Maulid Nabi Muhammad SAW bukan sekadar peringatan kelahiran seorang Rasul. Ia adalah momentum untuk meneguhkan cinta, meneladani akhlak, sekaligus merawat persatuan di tengah kehidupan yang sering kali diwarnai konflik.
Sejarah Nabi menunjukkan bahwa beliau bukan hanya pembawa wahyu, melainkan sosok pemimpin yang menghadirkan kedamaian dan persaudaraan.
Di masyarakat yang penuh pertikaian, Nabi menampilkan jalan damai sebagai landasan membangun peradaban. Piagam Madinah menjadi contoh nyata: perjanjian sosial-politik yang melindungi keberagaman dan menegakkan keadilan tanpa menebar permusuhan.
Jalan Damai Nabi
Salah satu peristiwa paling monumental adalah Perjanjian Hudaibiyah. Kala itu, umat Islam terpaksa menahan diri untuk tidak melaksanakan umrah. Sekilas, keputusan Nabi menerima syarat Quraisy terasa merugikan.
Namun, di balik itu tersimpan hikmah besar. Rasulullah memilih jalan damai ketimbang emosi sesaat. Kesabaran beliau terbukti lebih strategis, membuka pintu kemenangan yang lebih luas, hingga akhirnya kaum Quraisy masuk Islam berbondong-bondong.
Peristiwa lain juga patut direnungkan. Saat suku Quraisy berselisih tentang siapa yang berhak meletakkan Hajar Aswad, pertumpahan darah hampir tak terhindarkan.
Namun, kebijaksanaan Nabi menjadi penengah. Dengan solusi sederhana, beliau menyatukan semua suku untuk bersama-sama mengangkat batu suci. Keputusan itu meredakan konflik, menumbuhkan rasa adil, sekaligus menyelamatkan kehormatan banyak pihak.
Relevansi Bagi Indonesia
Keteladanan Rasulullah dalam menegakkan damai dan persatuan amat relevan bagi kehidupan kita hari ini. Indonesia, dengan kemajemukannya, sering menghadapi ketegangan politik, pertarungan kepentingan, bahkan godaan sektarianisme.

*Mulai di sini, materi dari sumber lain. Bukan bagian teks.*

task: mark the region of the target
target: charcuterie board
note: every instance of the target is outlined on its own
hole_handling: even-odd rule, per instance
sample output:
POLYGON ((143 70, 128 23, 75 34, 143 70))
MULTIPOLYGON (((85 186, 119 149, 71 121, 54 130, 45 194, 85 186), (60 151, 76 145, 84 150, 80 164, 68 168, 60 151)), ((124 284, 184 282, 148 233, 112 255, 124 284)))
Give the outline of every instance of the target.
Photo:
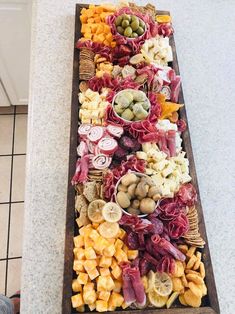
MULTIPOLYGON (((97 9, 76 5, 62 312, 219 313, 190 134, 188 127, 185 128, 186 109, 185 105, 178 105, 184 104, 184 98, 179 85, 170 14, 155 12, 158 35, 165 40, 158 38, 157 43, 151 43, 151 39, 156 37, 154 25, 143 17, 143 12, 139 14, 135 9, 97 9), (113 17, 110 18, 110 15, 113 17), (98 23, 102 27, 96 27, 98 23), (105 26, 106 23, 110 28, 105 26), (79 40, 82 35, 85 39, 79 40), (124 54, 117 56, 113 53, 115 39, 117 46, 123 46, 118 49, 123 49, 124 54), (141 40, 141 51, 138 48, 135 54, 133 50, 126 51, 130 47, 135 49, 135 43, 138 47, 141 40), (90 44, 92 41, 101 45, 90 44), (150 43, 149 46, 146 42, 150 43), (167 55, 156 53, 151 60, 151 45, 165 45, 167 55), (111 53, 112 60, 109 59, 111 53), (126 59, 127 55, 132 58, 126 59), (134 57, 136 55, 138 57, 134 57), (139 65, 141 62, 143 66, 139 65), (89 64, 91 66, 87 70, 89 64), (167 74, 159 75, 161 67, 167 69, 167 74), (102 81, 105 72, 114 76, 116 70, 119 71, 116 81, 102 81), (151 72, 154 73, 153 79, 158 77, 154 82, 150 82, 151 72), (130 75, 135 75, 134 79, 133 76, 130 79, 130 75), (89 82, 89 85, 80 84, 81 81, 89 82), (108 86, 108 92, 99 84, 105 88, 108 86), (99 93, 98 98, 96 92, 99 93), (151 94, 153 92, 158 95, 157 101, 151 94), (87 107, 86 101, 89 97, 96 97, 97 115, 88 110, 90 107, 87 107), (171 109, 169 114, 166 106, 170 104, 175 111, 171 109), (166 123, 168 129, 162 122, 164 120, 170 121, 166 123), (169 129, 173 124, 177 127, 169 129), (88 130, 88 125, 93 129, 88 130), (147 132, 141 133, 140 125, 147 132), (134 130, 133 126, 136 126, 134 130), (182 143, 178 141, 175 145, 177 132, 182 143), (162 135, 165 142, 159 139, 162 135), (158 186, 161 184, 157 181, 161 171, 156 168, 159 164, 155 157, 149 157, 150 151, 156 154, 154 156, 161 155, 160 161, 165 165, 165 181, 160 190, 156 189, 156 182, 158 186), (187 158, 182 151, 186 152, 187 158), (89 171, 84 178, 84 168, 81 168, 88 155, 92 156, 87 158, 89 171), (129 161, 126 155, 131 155, 129 161), (187 163, 189 173, 182 170, 187 169, 187 163), (120 164, 122 168, 128 168, 127 171, 121 171, 120 164), (166 169, 172 171, 172 167, 179 167, 179 164, 184 176, 176 186, 168 181, 172 174, 166 173, 166 169), (117 180, 112 177, 113 173, 117 180), (96 196, 92 190, 94 182, 99 187, 96 187, 96 196), (170 183, 173 187, 169 192, 167 186, 170 183), (143 192, 142 187, 146 191, 143 192), (190 199, 187 199, 188 195, 190 199), (82 213, 83 202, 87 206, 85 215, 82 213), (174 213, 169 213, 169 206, 174 207, 174 213), (118 228, 117 232, 114 227, 118 228), (155 228, 154 231, 151 228, 155 228), (141 244, 141 241, 144 243, 141 244), (102 248, 101 243, 104 243, 102 248), (134 281, 138 281, 140 276, 137 288, 134 281), (131 290, 135 291, 134 295, 131 290)), ((151 10, 152 6, 150 12, 153 12, 151 10)))

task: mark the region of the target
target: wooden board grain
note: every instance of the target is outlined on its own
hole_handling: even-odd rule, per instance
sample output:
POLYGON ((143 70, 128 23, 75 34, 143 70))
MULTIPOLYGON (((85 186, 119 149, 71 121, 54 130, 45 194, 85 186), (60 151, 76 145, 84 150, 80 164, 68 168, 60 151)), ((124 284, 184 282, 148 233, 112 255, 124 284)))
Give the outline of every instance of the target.
MULTIPOLYGON (((74 34, 74 47, 77 40, 81 36, 81 24, 80 24, 80 11, 82 8, 87 7, 86 4, 77 4, 75 13, 75 34, 74 34)), ((170 14, 168 11, 158 11, 159 15, 170 14)), ((180 74, 179 65, 176 54, 176 46, 174 37, 171 37, 170 44, 173 50, 173 63, 172 67, 176 71, 176 74, 180 74)), ((73 62, 73 83, 72 83, 72 103, 71 103, 71 130, 70 130, 70 151, 69 151, 69 177, 68 177, 68 196, 67 196, 67 211, 66 211, 66 235, 65 235, 65 259, 64 259, 64 281, 63 281, 63 300, 62 300, 62 313, 78 313, 71 308, 70 298, 72 296, 72 279, 73 279, 73 236, 75 233, 76 226, 74 224, 75 213, 75 192, 74 187, 71 185, 71 178, 75 171, 76 159, 77 159, 77 128, 78 128, 78 92, 79 92, 79 51, 74 48, 74 62, 73 62)), ((179 94, 179 103, 184 103, 183 89, 181 86, 179 94)), ((180 109, 180 118, 187 121, 186 107, 180 109)), ((127 309, 122 311, 115 311, 113 313, 131 313, 131 314, 212 314, 220 313, 218 297, 216 292, 216 285, 213 275, 213 269, 211 264, 210 251, 207 241, 205 222, 203 217, 202 205, 200 200, 200 193, 197 182, 197 175, 195 169, 195 163, 192 152, 192 145, 190 140, 189 128, 183 133, 183 149, 187 153, 189 159, 190 175, 192 177, 192 183, 194 184, 198 192, 198 203, 197 210, 199 215, 199 229, 202 237, 206 241, 205 248, 203 249, 203 260, 206 268, 206 285, 208 288, 208 295, 203 300, 203 306, 194 309, 189 307, 182 307, 179 303, 176 303, 171 309, 144 309, 134 310, 127 309)), ((91 313, 91 312, 84 312, 91 313)), ((97 312, 92 312, 97 313, 97 312)))

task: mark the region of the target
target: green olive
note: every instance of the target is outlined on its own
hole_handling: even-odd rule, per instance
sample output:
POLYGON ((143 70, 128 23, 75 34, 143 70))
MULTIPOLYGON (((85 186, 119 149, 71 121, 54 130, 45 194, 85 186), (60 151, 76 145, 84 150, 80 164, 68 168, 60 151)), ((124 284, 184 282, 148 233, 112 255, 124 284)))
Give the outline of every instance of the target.
POLYGON ((120 26, 122 24, 122 17, 119 15, 115 20, 115 25, 120 26))
POLYGON ((129 26, 130 22, 128 20, 123 20, 122 21, 122 27, 126 28, 127 26, 129 26))
POLYGON ((140 35, 143 35, 144 33, 144 29, 142 27, 139 27, 137 30, 136 30, 136 33, 140 36, 140 35))
POLYGON ((127 108, 126 110, 123 111, 121 117, 125 120, 131 121, 134 118, 134 114, 129 108, 127 108))
POLYGON ((135 15, 132 15, 131 16, 131 22, 134 22, 136 20, 139 20, 139 18, 137 16, 135 16, 135 15))
POLYGON ((123 19, 123 20, 128 20, 128 21, 131 20, 131 17, 130 17, 130 15, 128 15, 128 14, 122 14, 121 16, 122 16, 122 19, 123 19))
POLYGON ((134 22, 131 23, 131 28, 135 32, 139 28, 139 21, 135 20, 134 22))
POLYGON ((132 38, 137 38, 137 37, 138 37, 138 34, 135 33, 135 32, 133 32, 132 35, 131 35, 131 37, 132 37, 132 38))
POLYGON ((142 27, 143 29, 145 29, 144 21, 142 21, 141 19, 139 19, 139 23, 140 23, 140 27, 142 27))
POLYGON ((124 34, 124 29, 121 26, 117 27, 117 31, 119 34, 123 35, 124 34))
POLYGON ((132 28, 130 26, 128 26, 125 31, 124 31, 124 35, 126 37, 131 37, 131 34, 132 34, 132 28))

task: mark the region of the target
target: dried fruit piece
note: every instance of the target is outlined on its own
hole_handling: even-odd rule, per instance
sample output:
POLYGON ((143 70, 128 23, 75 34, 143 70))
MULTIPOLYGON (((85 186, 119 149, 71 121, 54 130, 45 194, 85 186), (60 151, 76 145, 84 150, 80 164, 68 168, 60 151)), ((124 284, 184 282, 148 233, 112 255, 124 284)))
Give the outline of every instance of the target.
POLYGON ((105 204, 106 202, 103 200, 95 200, 89 204, 87 214, 92 222, 103 221, 102 209, 105 204))
POLYGON ((98 230, 101 236, 104 238, 115 238, 119 233, 119 224, 117 222, 106 221, 98 227, 98 230))

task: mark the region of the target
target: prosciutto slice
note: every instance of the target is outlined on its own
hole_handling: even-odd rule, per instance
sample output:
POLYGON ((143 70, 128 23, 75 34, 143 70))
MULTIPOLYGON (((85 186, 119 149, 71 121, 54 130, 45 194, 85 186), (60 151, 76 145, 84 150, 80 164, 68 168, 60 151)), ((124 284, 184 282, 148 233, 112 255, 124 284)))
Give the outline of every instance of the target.
POLYGON ((170 157, 176 156, 176 131, 169 130, 166 133, 167 147, 169 149, 170 157))
POLYGON ((85 155, 82 158, 78 159, 76 164, 75 174, 72 178, 72 185, 78 183, 84 183, 88 179, 88 170, 89 170, 90 155, 85 155))
MULTIPOLYGON (((161 238, 159 235, 153 235, 151 236, 151 241, 154 246, 154 249, 157 251, 159 249, 163 249, 165 252, 172 255, 174 258, 178 259, 179 261, 185 260, 185 255, 181 253, 174 245, 172 245, 169 241, 167 241, 164 238, 161 238)), ((166 255, 166 254, 163 254, 166 255)))

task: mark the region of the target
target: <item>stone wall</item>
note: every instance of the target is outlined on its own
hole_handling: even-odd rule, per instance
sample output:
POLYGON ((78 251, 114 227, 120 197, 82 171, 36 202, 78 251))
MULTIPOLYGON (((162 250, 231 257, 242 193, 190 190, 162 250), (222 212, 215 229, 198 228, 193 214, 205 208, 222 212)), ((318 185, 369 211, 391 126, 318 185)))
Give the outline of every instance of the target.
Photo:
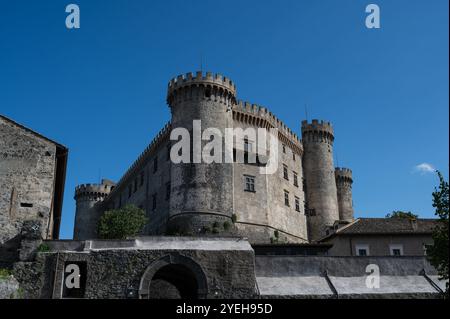
POLYGON ((22 224, 40 220, 53 236, 54 143, 0 116, 0 266, 17 258, 22 224))
MULTIPOLYGON (((162 266, 185 267, 194 278, 204 278, 198 284, 204 298, 244 298, 256 293, 253 250, 236 238, 97 241, 89 242, 83 251, 55 250, 58 245, 49 242, 52 251, 39 253, 34 263, 16 264, 15 275, 26 297, 61 298, 65 265, 79 262, 87 266, 84 298, 148 298, 148 285, 152 278, 161 281, 162 266)), ((177 284, 176 280, 175 271, 167 282, 177 284)), ((155 291, 151 293, 155 297, 155 291)))

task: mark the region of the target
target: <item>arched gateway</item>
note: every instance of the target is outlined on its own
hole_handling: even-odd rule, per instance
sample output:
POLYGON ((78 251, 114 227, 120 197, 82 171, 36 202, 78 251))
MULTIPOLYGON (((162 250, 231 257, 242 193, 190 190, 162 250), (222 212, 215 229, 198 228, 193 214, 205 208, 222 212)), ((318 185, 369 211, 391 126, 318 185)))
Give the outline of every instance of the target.
POLYGON ((140 299, 204 299, 205 273, 191 258, 166 255, 150 264, 139 286, 140 299))

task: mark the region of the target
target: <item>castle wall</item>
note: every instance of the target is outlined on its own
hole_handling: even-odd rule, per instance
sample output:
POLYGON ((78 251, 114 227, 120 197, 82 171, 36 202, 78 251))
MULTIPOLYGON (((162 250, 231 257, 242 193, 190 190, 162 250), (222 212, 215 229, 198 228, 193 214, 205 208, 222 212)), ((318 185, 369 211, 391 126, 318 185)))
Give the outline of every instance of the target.
POLYGON ((54 143, 0 117, 0 245, 31 219, 42 221, 43 238, 52 237, 56 152, 54 143))
POLYGON ((167 188, 171 181, 169 143, 170 141, 165 138, 164 142, 159 144, 144 162, 134 167, 133 172, 121 181, 120 185, 100 205, 101 210, 120 208, 128 204, 134 205, 143 209, 148 218, 148 224, 143 234, 164 234, 170 204, 170 198, 167 197, 167 188), (155 208, 153 207, 153 196, 156 197, 155 208))
MULTIPOLYGON (((234 127, 242 129, 258 126, 238 120, 234 127)), ((253 150, 256 151, 256 141, 253 150)), ((307 241, 306 217, 304 214, 304 192, 302 189, 302 157, 282 141, 278 143, 278 169, 274 174, 261 174, 260 166, 244 163, 234 164, 234 212, 236 226, 240 234, 248 237, 252 243, 270 243, 271 241, 302 243, 307 241), (283 145, 284 150, 283 151, 283 145), (284 178, 284 165, 288 168, 288 178, 284 178), (294 186, 294 172, 297 173, 297 185, 294 186), (245 191, 245 176, 255 178, 255 192, 245 191), (289 192, 289 206, 285 205, 284 191, 289 192), (296 211, 295 198, 299 200, 299 212, 296 211), (278 239, 275 231, 278 230, 278 239)))

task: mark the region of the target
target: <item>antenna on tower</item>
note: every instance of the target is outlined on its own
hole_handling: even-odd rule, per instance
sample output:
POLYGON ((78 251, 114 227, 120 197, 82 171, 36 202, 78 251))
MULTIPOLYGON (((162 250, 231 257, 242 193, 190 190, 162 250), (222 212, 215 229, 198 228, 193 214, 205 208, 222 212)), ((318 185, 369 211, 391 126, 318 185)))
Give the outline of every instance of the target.
POLYGON ((203 53, 200 52, 200 71, 203 72, 203 53))
POLYGON ((308 104, 305 103, 305 117, 306 120, 308 121, 308 104))
POLYGON ((334 154, 336 154, 336 167, 339 167, 338 152, 337 152, 337 151, 334 151, 334 154))

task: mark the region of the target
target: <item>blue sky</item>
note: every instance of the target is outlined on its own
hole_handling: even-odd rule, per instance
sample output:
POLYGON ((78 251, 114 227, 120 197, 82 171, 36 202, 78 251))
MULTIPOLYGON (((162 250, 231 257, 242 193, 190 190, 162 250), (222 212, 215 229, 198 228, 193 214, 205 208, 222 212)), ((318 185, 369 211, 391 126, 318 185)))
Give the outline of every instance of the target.
POLYGON ((75 186, 121 177, 170 118, 167 82, 200 57, 294 131, 305 104, 334 124, 357 216, 432 217, 437 178, 415 166, 448 178, 448 54, 447 0, 3 1, 0 113, 70 149, 61 238, 75 186))

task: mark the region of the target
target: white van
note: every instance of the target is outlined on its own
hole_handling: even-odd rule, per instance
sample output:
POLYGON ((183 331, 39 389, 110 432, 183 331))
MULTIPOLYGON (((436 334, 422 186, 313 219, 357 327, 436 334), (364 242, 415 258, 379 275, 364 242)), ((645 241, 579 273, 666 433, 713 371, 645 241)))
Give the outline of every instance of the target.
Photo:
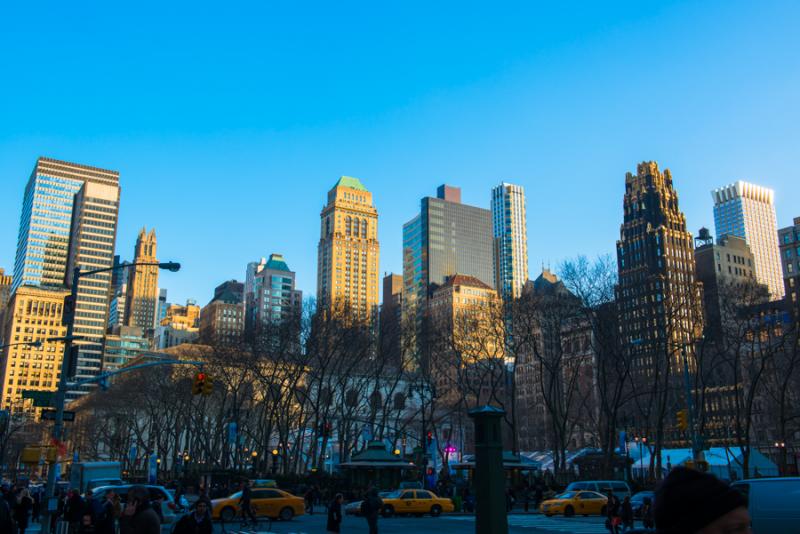
POLYGON ((755 534, 800 534, 800 477, 739 480, 755 534))
POLYGON ((608 492, 613 491, 620 501, 625 496, 631 496, 630 486, 622 480, 582 480, 580 482, 572 482, 566 489, 566 491, 581 490, 596 491, 603 495, 608 495, 608 492))

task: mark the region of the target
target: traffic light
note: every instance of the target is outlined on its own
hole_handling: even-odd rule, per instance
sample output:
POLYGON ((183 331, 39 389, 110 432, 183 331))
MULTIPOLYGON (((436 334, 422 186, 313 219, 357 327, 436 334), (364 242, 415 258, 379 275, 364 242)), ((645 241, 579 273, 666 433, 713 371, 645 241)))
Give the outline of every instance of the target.
POLYGON ((205 380, 203 380, 203 389, 201 393, 205 396, 211 395, 211 392, 214 391, 214 379, 211 375, 205 375, 205 380))
POLYGON ((678 417, 678 428, 681 430, 688 430, 689 429, 689 411, 688 410, 678 410, 676 414, 678 417))
POLYGON ((425 444, 428 447, 430 447, 431 443, 433 443, 433 432, 428 432, 428 436, 427 436, 427 440, 425 441, 425 444))
POLYGON ((192 395, 205 395, 206 388, 206 374, 195 373, 194 383, 192 384, 192 395))

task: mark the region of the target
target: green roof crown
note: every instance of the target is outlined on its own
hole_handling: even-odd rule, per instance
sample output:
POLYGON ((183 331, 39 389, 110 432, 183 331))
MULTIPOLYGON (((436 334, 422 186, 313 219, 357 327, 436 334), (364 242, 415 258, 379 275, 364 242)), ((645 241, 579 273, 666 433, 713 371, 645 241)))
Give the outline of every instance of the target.
POLYGON ((350 189, 356 189, 358 191, 364 191, 369 193, 364 184, 361 183, 361 180, 358 178, 353 178, 352 176, 342 176, 339 178, 339 181, 336 182, 336 185, 333 186, 334 189, 337 187, 349 187, 350 189))
POLYGON ((291 272, 289 270, 289 266, 286 265, 286 261, 284 261, 282 254, 270 254, 266 268, 271 269, 273 271, 291 272))

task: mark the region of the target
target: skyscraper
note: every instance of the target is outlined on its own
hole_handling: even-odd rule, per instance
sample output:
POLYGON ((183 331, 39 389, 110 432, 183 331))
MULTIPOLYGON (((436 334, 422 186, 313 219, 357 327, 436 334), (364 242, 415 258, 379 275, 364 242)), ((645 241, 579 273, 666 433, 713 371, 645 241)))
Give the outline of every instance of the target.
POLYGON ((711 192, 717 241, 725 235, 744 239, 753 253, 756 280, 780 299, 784 288, 774 195, 772 189, 742 181, 711 192))
POLYGON ((461 190, 442 185, 403 225, 403 316, 421 316, 433 284, 455 274, 495 284, 491 212, 461 203, 461 190))
MULTIPOLYGON (((71 273, 75 268, 88 271, 113 266, 119 193, 118 183, 86 181, 75 195, 66 271, 68 287, 72 286, 71 273)), ((80 344, 73 345, 77 353, 74 366, 78 380, 94 377, 102 368, 110 288, 111 271, 78 279, 72 331, 84 337, 80 344)), ((67 398, 77 398, 87 391, 68 390, 67 398)))
POLYGON ((303 303, 302 291, 295 289, 295 273, 289 269, 283 255, 270 254, 268 261, 262 260, 260 263, 251 262, 247 270, 251 282, 245 316, 248 318, 247 328, 252 332, 264 323, 299 317, 303 303))
POLYGON ((495 287, 503 299, 519 298, 528 281, 525 190, 502 183, 492 189, 495 287))
POLYGON ((383 304, 381 304, 380 343, 386 361, 394 365, 402 362, 401 342, 403 319, 403 277, 388 273, 383 277, 383 304))
POLYGON ((781 228, 778 240, 781 246, 783 282, 786 289, 786 307, 795 321, 800 321, 800 217, 792 226, 781 228))
POLYGON ((5 270, 0 269, 0 345, 5 343, 5 341, 3 341, 3 336, 5 335, 5 332, 3 332, 3 325, 5 324, 3 315, 8 306, 8 300, 11 298, 12 281, 11 275, 6 274, 5 270))
POLYGON ((244 284, 228 280, 214 289, 214 298, 200 310, 200 340, 230 344, 244 333, 244 284))
MULTIPOLYGON (((158 263, 156 258, 156 231, 144 228, 136 238, 133 263, 158 263)), ((128 268, 128 294, 125 297, 125 324, 142 329, 145 337, 152 337, 158 312, 158 265, 133 265, 128 268)))
POLYGON ((358 178, 342 176, 320 214, 317 308, 347 310, 360 322, 377 319, 378 211, 358 178))
MULTIPOLYGON (((39 158, 22 200, 12 292, 22 284, 62 286, 75 195, 84 183, 119 186, 119 173, 39 158)), ((116 215, 106 230, 116 232, 116 215)))
POLYGON ((678 369, 703 326, 692 234, 669 170, 640 163, 625 177, 624 222, 617 241, 617 306, 622 343, 637 379, 651 380, 666 356, 678 369))

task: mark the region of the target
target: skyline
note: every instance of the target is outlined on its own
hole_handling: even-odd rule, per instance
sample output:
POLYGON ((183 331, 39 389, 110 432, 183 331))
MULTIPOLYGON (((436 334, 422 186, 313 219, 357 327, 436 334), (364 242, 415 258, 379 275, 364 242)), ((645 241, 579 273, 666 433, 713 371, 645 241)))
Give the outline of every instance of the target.
POLYGON ((120 171, 116 252, 130 260, 139 228, 155 227, 159 256, 184 266, 164 284, 178 303, 206 304, 270 253, 315 294, 319 212, 341 175, 374 194, 381 275, 402 272, 402 225, 442 183, 487 209, 499 183, 525 188, 532 278, 543 262, 614 253, 624 176, 642 161, 671 169, 693 234, 714 229, 711 191, 736 180, 775 190, 779 228, 800 215, 800 8, 788 2, 375 8, 356 20, 344 9, 308 25, 279 8, 253 8, 251 20, 223 10, 241 27, 215 29, 209 43, 214 17, 191 11, 173 28, 179 7, 163 28, 132 16, 113 28, 119 39, 106 23, 120 13, 97 10, 70 39, 60 22, 86 13, 58 6, 35 40, 19 24, 31 8, 11 9, 0 23, 0 61, 20 81, 0 88, 6 272, 38 156, 120 171), (285 27, 258 26, 274 20, 285 27), (70 74, 87 67, 111 83, 70 74), (22 83, 43 68, 71 83, 22 83))

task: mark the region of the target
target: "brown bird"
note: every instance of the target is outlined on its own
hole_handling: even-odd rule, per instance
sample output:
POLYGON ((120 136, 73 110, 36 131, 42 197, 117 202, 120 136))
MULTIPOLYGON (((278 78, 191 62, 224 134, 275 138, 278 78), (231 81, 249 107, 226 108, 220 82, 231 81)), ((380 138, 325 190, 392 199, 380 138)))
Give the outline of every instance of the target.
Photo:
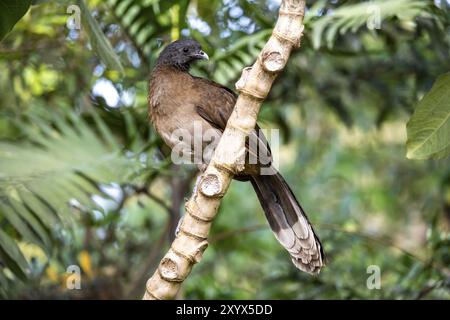
MULTIPOLYGON (((196 144, 206 146, 220 138, 237 99, 232 90, 189 74, 191 63, 202 59, 208 59, 208 55, 198 42, 189 39, 172 42, 161 52, 149 82, 149 116, 156 131, 172 151, 183 150, 190 160, 196 158, 196 144), (200 134, 196 125, 200 125, 200 134), (211 134, 206 137, 205 132, 212 132, 215 138, 211 134)), ((256 126, 251 136, 266 151, 270 167, 271 151, 258 129, 256 126)), ((211 149, 209 152, 206 149, 201 154, 200 170, 204 170, 212 154, 211 149)), ((247 154, 252 153, 256 151, 247 143, 247 154)), ((261 163, 267 161, 262 161, 258 154, 257 164, 246 163, 235 179, 250 180, 275 237, 289 252, 294 265, 318 274, 325 260, 319 238, 281 174, 271 168, 271 175, 262 175, 258 170, 261 163)))

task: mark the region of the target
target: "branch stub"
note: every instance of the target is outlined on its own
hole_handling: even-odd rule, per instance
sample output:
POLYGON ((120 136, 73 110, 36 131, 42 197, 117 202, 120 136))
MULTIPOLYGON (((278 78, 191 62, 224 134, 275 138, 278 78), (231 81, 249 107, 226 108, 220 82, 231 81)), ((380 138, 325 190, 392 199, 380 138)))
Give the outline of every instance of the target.
POLYGON ((160 269, 161 277, 168 281, 178 280, 178 265, 170 258, 164 258, 161 261, 160 269))
POLYGON ((262 65, 267 72, 279 72, 286 64, 286 60, 279 51, 264 52, 262 54, 262 65))
POLYGON ((217 197, 220 196, 222 191, 222 183, 215 174, 208 174, 202 179, 200 184, 200 191, 205 197, 217 197))

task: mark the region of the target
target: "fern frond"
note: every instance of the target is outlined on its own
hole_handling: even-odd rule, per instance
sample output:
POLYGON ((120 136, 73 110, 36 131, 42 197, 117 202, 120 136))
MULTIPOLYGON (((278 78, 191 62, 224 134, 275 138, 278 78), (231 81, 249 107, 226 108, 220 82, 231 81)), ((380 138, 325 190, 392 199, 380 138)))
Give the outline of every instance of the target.
POLYGON ((317 20, 308 17, 307 21, 312 22, 313 46, 318 49, 323 37, 325 37, 327 46, 332 47, 338 34, 356 32, 365 25, 378 28, 381 25, 371 25, 381 24, 384 20, 391 18, 412 21, 426 12, 425 9, 429 5, 428 1, 423 0, 374 0, 343 5, 339 9, 327 12, 317 20))
POLYGON ((34 117, 21 127, 27 142, 0 141, 0 223, 6 230, 0 230, 0 266, 15 276, 26 277, 29 267, 13 239, 49 255, 55 229, 73 226, 71 204, 101 210, 92 198, 104 195, 99 185, 130 183, 139 172, 152 171, 94 118, 95 128, 75 114, 53 116, 50 123, 34 117))

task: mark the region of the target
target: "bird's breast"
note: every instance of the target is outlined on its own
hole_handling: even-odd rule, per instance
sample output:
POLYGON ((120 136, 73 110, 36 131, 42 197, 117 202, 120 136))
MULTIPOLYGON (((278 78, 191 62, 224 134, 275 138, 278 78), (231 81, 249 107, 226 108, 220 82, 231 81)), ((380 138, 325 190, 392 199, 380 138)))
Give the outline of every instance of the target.
MULTIPOLYGON (((205 121, 195 109, 199 97, 189 74, 159 71, 156 76, 152 76, 149 86, 150 119, 173 151, 185 155, 196 152, 201 156, 205 153, 205 145, 218 141, 221 132, 205 121)), ((211 149, 214 148, 206 150, 211 149)))

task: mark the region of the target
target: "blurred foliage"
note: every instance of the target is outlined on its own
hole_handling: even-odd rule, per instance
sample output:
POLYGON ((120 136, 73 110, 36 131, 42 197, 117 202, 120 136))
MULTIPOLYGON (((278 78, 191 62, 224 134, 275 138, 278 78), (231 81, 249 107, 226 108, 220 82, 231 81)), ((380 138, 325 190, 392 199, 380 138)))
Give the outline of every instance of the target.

Sayangnya, perbedaan yang seharusnya menjadi rahmat justru kadang dipertajam hingga memecah belah.
Di sinilah teladan Nabi harus hadir. Beliau mengajarkan bahwa kepemimpinan bukan untuk memperkuat ego pribadi atau golongan, melainkan amanah untuk menumbuhkan maslahat, keadilan, dan rasa persaudaraan.
Ketika pemimpin memilih jalan damai, merangkul semua pihak, dan menumbuhkan rasa percaya, maka bangsa akan berdiri lebih kokoh.
Momentum Maulid
Refleksi Maulid semestinya menggerakkan umat Islam agar menghadirkan wajah Islam yang rahmatan lil-‘alamin. Bukan wajah yang keras dan penuh permusuhan, melainkan Islam yang menentramkan, menyatukan, dan menebar kasih sayang.
Indonesia memerlukan semangat seperti itu. Bangsa ini hanya bisa maju bila kita menghindari polarisasi yang melelahkan. Kita harus belajar dari Nabi: menahan diri, memilih dialog, dan menempatkan kepentingan bersama di atas ego pribadi maupun kelompok.
Mari jadikan Maulid Nabi Muhammad SAW sebagai momentum untuk memperkuat persaudaraan, merawat perdamaian, dan membangun peradaban luhur. Dengan spirit Nabi yang menyatukan, kita dapat meneguhkan Indonesia sebagai rumah bersama yang damai, adil, dan bermartabat.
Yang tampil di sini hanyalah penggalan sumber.